Our Institute has a long history of implementing trials that we conceived at our center, going back to the 1980s when we developed neuroprotective agents for stroke. Over time, we have focused on designing new treatment approaches for acute stroke, brain hemorrhage, and stroke recovery. In acute stroke, we have developed several approaches to amplify t-PA’s effects (argatroban, ultrasound) and these approaches have gone forward to phase III clinical trials. In brain hemorrhage, we took forward work in our laboratories that the diabetic medication pioglitazone actually promotes hematoma reabsorption in ICH and then completed a phase 2 randomized trial demonstrating the safety of high doses of pioglitazone. In stroke recovery, we are the first center to take forward a cell-based therapy from animals to stroke patients in which bone marrow is aspirated from the patient and sorted cells are then given back to the patient as an intravenous autologous auto-transfusion.
Investigator Initiated Studies
Optimizing Patient’s Selection for Endovascular Treatment in Acute Ischemic Stroke (SELECT): PI Amrou Sarraj, MD
A multicenter, observational prospective study implementing a protocol to acquire imaging and clinical variables known to affect clinical outcomes after endovascular therapy in an effort to evaluate and compare the different selection methods and criteria currently used in practice for acute ischemic stroke patients in the anterior circulation with large vessel occlusion. The study aim is to evaluate prospectively different selection methodologies for endovascular therapy, to compare them against each other to identify which method provides the highest predictive ability in the selection of patients for IAT and to devise a formula that predicts patients’ outcomes.
Multi-Arm Optimization of Stroke Thrombolysis (MOST): PI Andrew Barreto, MD
A double-blinded multi-center, randomized controlled Phase 3 trial wish a maximum of 1200 subjects. The trial will determine if adult (age ≥18 years) subjects with an NIH stroke scale score ≥6 at baseline treated within three hours of symptom onset with rt-PA followed by argatroban or eptifibatide are more likely to have a favorable outcome at 3 months (mRS) as compared to subjects treated with standard IV rt-PA alone.

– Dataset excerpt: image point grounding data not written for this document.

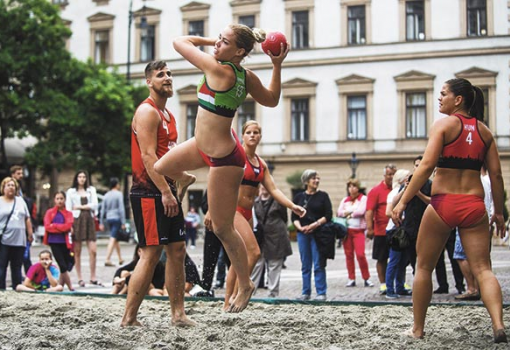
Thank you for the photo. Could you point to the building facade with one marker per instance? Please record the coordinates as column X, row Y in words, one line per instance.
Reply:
column 362, row 76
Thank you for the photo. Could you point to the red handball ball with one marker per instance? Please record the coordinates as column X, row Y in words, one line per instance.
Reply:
column 273, row 41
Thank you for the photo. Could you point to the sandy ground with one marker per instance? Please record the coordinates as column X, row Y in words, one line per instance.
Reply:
column 49, row 321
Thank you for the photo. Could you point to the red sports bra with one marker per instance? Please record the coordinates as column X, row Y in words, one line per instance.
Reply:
column 468, row 150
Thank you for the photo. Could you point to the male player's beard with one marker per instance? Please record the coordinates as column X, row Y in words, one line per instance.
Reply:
column 164, row 93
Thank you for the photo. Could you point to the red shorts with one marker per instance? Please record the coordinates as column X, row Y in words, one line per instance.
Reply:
column 247, row 213
column 236, row 158
column 458, row 210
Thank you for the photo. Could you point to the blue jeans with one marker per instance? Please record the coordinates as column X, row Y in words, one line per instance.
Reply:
column 14, row 255
column 396, row 272
column 310, row 257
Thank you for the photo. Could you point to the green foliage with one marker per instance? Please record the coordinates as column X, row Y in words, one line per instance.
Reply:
column 79, row 112
column 294, row 180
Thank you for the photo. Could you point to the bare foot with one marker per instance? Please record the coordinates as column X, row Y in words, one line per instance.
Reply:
column 411, row 333
column 134, row 323
column 183, row 321
column 242, row 299
column 500, row 336
column 184, row 184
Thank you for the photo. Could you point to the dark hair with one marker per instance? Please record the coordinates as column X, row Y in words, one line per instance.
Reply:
column 472, row 96
column 114, row 181
column 152, row 66
column 87, row 181
column 60, row 192
column 46, row 252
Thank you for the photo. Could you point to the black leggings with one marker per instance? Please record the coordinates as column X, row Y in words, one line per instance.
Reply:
column 62, row 256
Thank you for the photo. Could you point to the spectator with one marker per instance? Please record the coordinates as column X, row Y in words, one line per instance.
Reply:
column 318, row 212
column 112, row 210
column 353, row 208
column 272, row 217
column 377, row 221
column 396, row 270
column 42, row 276
column 82, row 201
column 15, row 231
column 192, row 222
column 17, row 174
column 58, row 224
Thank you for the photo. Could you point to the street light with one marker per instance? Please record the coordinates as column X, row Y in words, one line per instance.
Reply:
column 354, row 162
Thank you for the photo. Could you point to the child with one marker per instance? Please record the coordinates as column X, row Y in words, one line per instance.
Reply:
column 42, row 276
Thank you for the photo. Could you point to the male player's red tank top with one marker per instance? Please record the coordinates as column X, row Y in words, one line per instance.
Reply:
column 253, row 175
column 166, row 138
column 468, row 150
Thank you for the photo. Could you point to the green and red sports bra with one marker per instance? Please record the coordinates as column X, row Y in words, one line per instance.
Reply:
column 223, row 103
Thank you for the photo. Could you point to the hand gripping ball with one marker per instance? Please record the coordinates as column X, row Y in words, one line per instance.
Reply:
column 272, row 43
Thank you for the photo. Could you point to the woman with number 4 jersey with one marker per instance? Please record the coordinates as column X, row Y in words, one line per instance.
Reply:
column 458, row 145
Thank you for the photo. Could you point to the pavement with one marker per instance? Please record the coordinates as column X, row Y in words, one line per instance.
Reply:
column 290, row 284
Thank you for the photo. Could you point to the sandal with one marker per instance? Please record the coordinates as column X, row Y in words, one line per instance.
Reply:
column 96, row 283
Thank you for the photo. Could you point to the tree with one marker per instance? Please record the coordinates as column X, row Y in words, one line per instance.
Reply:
column 33, row 57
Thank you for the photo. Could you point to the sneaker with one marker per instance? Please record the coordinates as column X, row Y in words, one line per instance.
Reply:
column 382, row 289
column 351, row 283
column 304, row 297
column 392, row 296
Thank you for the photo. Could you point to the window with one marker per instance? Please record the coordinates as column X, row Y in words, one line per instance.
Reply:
column 356, row 25
column 101, row 38
column 299, row 120
column 476, row 17
column 356, row 117
column 147, row 49
column 101, row 46
column 415, row 20
column 300, row 30
column 248, row 20
column 245, row 112
column 191, row 115
column 416, row 115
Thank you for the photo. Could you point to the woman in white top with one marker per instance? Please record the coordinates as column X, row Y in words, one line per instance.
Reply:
column 353, row 208
column 81, row 199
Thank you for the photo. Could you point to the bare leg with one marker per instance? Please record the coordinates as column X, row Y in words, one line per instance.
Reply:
column 476, row 243
column 92, row 246
column 77, row 259
column 139, row 284
column 185, row 181
column 175, row 278
column 472, row 286
column 253, row 252
column 432, row 238
column 223, row 187
column 117, row 248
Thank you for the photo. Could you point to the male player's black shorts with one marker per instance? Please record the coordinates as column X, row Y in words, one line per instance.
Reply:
column 153, row 227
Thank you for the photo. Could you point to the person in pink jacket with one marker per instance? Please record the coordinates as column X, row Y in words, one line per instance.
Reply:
column 353, row 208
column 58, row 224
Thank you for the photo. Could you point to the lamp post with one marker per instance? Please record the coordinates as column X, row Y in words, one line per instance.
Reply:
column 354, row 162
column 130, row 21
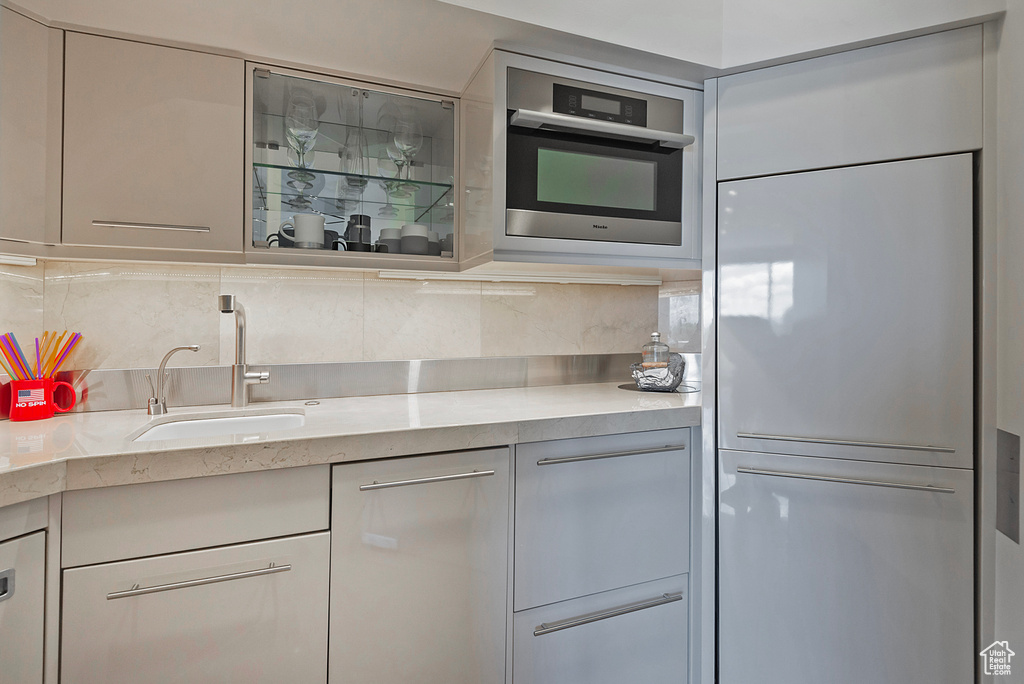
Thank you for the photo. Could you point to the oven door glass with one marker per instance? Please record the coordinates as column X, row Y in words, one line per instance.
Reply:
column 568, row 185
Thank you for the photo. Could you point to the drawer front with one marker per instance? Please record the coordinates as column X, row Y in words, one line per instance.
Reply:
column 135, row 520
column 22, row 580
column 597, row 513
column 419, row 582
column 256, row 628
column 908, row 98
column 637, row 634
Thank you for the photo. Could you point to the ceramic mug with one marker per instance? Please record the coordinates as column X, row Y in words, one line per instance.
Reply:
column 308, row 229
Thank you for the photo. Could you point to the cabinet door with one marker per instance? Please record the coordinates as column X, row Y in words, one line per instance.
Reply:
column 154, row 146
column 637, row 634
column 31, row 63
column 22, row 580
column 836, row 570
column 907, row 98
column 597, row 513
column 253, row 612
column 419, row 567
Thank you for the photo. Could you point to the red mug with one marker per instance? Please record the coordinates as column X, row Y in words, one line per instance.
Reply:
column 33, row 399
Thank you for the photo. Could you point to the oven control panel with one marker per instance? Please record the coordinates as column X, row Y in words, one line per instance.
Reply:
column 595, row 104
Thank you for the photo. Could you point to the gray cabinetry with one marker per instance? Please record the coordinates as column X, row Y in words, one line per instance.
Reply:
column 419, row 572
column 154, row 146
column 31, row 70
column 22, row 581
column 601, row 559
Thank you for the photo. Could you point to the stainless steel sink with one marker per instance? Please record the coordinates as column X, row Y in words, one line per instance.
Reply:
column 222, row 424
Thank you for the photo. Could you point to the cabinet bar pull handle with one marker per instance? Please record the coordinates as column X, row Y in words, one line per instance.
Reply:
column 153, row 226
column 548, row 628
column 847, row 442
column 609, row 129
column 610, row 455
column 846, row 480
column 136, row 591
column 6, row 584
column 424, row 480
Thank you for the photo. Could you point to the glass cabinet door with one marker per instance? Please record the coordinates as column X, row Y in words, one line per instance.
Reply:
column 345, row 170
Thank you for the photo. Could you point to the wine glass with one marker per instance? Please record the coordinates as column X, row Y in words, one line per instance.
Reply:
column 409, row 140
column 387, row 170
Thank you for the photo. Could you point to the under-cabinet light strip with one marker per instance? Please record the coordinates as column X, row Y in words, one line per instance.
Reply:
column 594, row 279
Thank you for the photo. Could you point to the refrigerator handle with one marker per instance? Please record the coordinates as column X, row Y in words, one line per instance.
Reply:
column 846, row 480
column 846, row 442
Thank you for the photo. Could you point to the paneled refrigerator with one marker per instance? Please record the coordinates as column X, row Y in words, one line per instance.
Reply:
column 846, row 385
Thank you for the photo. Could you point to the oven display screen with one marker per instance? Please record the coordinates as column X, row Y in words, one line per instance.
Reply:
column 601, row 104
column 595, row 180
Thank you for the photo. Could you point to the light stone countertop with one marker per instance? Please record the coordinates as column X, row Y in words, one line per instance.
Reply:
column 90, row 450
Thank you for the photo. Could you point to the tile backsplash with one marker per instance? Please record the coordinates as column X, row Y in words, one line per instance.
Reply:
column 130, row 314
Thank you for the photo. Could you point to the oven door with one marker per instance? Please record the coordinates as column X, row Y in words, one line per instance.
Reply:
column 578, row 185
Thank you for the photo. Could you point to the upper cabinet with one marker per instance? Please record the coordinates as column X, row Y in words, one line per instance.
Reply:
column 31, row 73
column 154, row 145
column 909, row 98
column 345, row 173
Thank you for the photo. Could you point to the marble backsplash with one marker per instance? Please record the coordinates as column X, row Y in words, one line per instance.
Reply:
column 130, row 314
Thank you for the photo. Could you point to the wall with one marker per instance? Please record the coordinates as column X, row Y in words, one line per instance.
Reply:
column 1010, row 219
column 130, row 314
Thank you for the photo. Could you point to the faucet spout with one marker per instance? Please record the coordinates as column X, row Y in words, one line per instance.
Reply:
column 241, row 378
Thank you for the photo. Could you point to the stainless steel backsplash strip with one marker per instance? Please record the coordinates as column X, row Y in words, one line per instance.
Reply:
column 205, row 385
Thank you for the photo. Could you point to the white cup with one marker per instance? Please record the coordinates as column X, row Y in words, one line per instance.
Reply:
column 308, row 230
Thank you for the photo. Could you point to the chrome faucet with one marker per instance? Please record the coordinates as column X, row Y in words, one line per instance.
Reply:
column 241, row 378
column 158, row 402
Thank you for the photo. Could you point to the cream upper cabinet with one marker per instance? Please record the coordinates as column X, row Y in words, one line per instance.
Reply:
column 31, row 65
column 154, row 146
column 910, row 98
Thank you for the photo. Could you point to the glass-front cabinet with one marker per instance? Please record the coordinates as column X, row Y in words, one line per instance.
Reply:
column 350, row 174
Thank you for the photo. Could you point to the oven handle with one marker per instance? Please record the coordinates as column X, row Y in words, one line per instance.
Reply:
column 608, row 129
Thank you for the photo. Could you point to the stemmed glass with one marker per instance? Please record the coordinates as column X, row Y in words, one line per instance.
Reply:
column 388, row 171
column 409, row 140
column 301, row 126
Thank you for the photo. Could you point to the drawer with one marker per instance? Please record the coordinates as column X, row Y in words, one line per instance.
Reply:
column 135, row 520
column 268, row 627
column 22, row 580
column 637, row 634
column 597, row 513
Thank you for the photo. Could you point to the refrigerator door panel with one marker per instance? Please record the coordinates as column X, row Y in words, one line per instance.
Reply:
column 822, row 580
column 846, row 312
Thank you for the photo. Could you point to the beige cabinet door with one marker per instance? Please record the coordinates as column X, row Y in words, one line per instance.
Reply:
column 31, row 66
column 22, row 580
column 238, row 614
column 419, row 569
column 154, row 145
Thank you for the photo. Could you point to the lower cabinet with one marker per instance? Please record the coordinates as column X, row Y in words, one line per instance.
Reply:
column 22, row 582
column 636, row 634
column 419, row 569
column 250, row 612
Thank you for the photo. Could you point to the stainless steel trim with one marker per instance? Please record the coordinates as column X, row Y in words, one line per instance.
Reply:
column 846, row 480
column 153, row 226
column 6, row 584
column 529, row 223
column 611, row 455
column 548, row 628
column 608, row 129
column 425, row 480
column 136, row 591
column 535, row 91
column 846, row 442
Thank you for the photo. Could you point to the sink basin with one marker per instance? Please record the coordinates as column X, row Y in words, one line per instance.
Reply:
column 184, row 427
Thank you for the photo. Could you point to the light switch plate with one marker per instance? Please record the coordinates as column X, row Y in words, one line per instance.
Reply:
column 1008, row 484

Sedation versus General Anesthesia for Endovascular Therapy in Acute Ischemic Stroke (SEGA): PI Roc Chen, MD and Co-I Andrew Barreto, MD
The majority of strokes are the result of blood clots in the main vessels that provide blood to the brain. When people suffer from a stroke, these blood clots produce a blockage to the normal flow of blood, which can cause brain tissue to be damaged. This often produces symptoms such as weakness or numbness to one side of the body, changes in vision, or changes in people’s abilities to speak or be understood.
Although the body may break up the blood clots on its own, doctors also use a clot-busting drug called rt-PA for patients with certain types of stroke. Unfortunately, rt-PA is not always successful in breaking up clots. Larger clots can also be removed from the brain by performing an emergency surgery called endovascular therapy which can restore normal blood flow. Endovascular therapy with stent retrievers have been shown to improve outcomes in acute stroke patients. However, there is still some controversy about the best type of anesthesia – general anesthesia (GA) vs sedation (CS) to be used during endovascular therapy.
The purpose of this study is to study whether GA during endovascular therapy results in better outcomes compared with CS during endovascular therapy among acute ischemic stroke patients.
Safety of Pioglitazone for Hematoma Resolution In Intracerebral Hemorrhage (SHRINC): PI Nicole Gonzales, MD
Intracerebral hemorrhage (ICH) is a devastating disease with less than 20% of survivors being independent at 6 months. There is currently no approved treatment for ICH which has been shown to improve outcomes. In an effort to develop a new treatment for ICH, this research focuses on a different aspect of ICH treatment which has not yet been evaluated: enhancing absorption of the blood clot with medication. We completed a Phase II dose escalation trial, the results of which are currently being analyzed.